今回の調査は、薬価収載後1年間、新薬の処方期間の上限が14日分であることに関し、「現在、臨床医がどのような問題意識をもっているのか」、「どのようなケースで新薬の処方期間制限緩和の必要性を感じているのか」、ということを把握するために実施されました。
【主な調査結果】
-
約9割の医師、「新薬の14日処方制限を緩和してほしい」と回答
新薬の処方が、薬価収載後1年間は1回14日分に制限される現行の規制に対し、「今の制限のままで良い」と回答した人はわずか12%で、廃止、または緩和を望むという回答結果は88%にのぼりました。また、「14日処方を緩和し、30日処方を上限とする」(78%)や「14日処方は原則廃止し、リスクの高い疾患や薬剤に対し、個別に処方日数の制限を課す」(78%)など、今回の結果からは、処方可能日数の延長を含め、14日処方への規制緩和を望む現場の医師が多いことが明らかになりました。
新薬の14日処方制限のため1度でも困った経験を持つ医師は、「まれにある」という回答結果も含め、79%にのぼりました。経験事例として「新薬を処方しづらい」、「患者が通院に困る、来院しなくなる」や、「14日処方では頻繁に受診しなければならないことで、患者が処方を拒否する」という回答がありました。

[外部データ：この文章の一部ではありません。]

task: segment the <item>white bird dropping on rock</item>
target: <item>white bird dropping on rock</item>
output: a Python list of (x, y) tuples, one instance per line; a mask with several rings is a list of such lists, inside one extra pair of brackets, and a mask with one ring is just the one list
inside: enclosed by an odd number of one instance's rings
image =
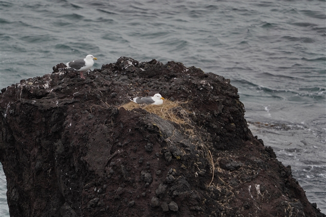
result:
[(160, 105), (163, 104), (163, 100), (164, 99), (159, 93), (157, 93), (153, 97), (138, 97), (134, 98), (131, 98), (130, 100), (138, 104), (151, 104), (152, 105)]

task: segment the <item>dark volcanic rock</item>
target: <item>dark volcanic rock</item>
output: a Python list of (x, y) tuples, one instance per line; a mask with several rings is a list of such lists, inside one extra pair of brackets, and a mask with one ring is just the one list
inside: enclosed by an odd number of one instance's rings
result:
[[(121, 57), (85, 80), (54, 72), (0, 95), (0, 161), (13, 217), (325, 216), (248, 129), (230, 80)], [(128, 97), (186, 102), (182, 125)]]

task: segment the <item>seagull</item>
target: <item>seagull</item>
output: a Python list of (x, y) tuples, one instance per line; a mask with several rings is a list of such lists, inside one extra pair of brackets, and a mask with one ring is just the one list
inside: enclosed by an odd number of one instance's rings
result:
[(157, 93), (153, 97), (138, 97), (131, 98), (130, 100), (138, 104), (151, 104), (152, 105), (162, 105), (164, 99), (159, 93)]
[(94, 64), (93, 60), (97, 60), (97, 58), (94, 57), (92, 55), (89, 54), (85, 59), (73, 60), (67, 63), (67, 67), (62, 68), (60, 69), (65, 69), (69, 71), (78, 71), (80, 72), (80, 78), (85, 79), (83, 75), (83, 72), (88, 71)]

全体でも、92%が「通院の頻度が増えるので患者や家族の負担が増える」、また83%が「患者の医療費負担 (再診療) が増加する」という回答があり、革新的な新薬が上市されている一方で、多くの医師が新薬の14日処方制限が、患者に及ぼす影響や負担増を危惧していることがわかりました。


- 新薬の14日処方制限は、医師の新薬へのアクセスにも影響
病院や診療所で新薬を採用する際に、新薬の14日処方制限が「非常に影響がある」、または「影響がある」と回答したのは49%と、現行の規制が、医師の新薬へのアクセスを阻む可能性があるということがわかりました。
今回の調査から、医師が現行の新薬処方制限の緩和・見直しの必要性を感じていることが明らかになりました。
※ 調査結果資料の提供に関するお問い合わせは、下記連絡先より広報窓口のエデルマン・ジャパン株式会社へご連絡ください。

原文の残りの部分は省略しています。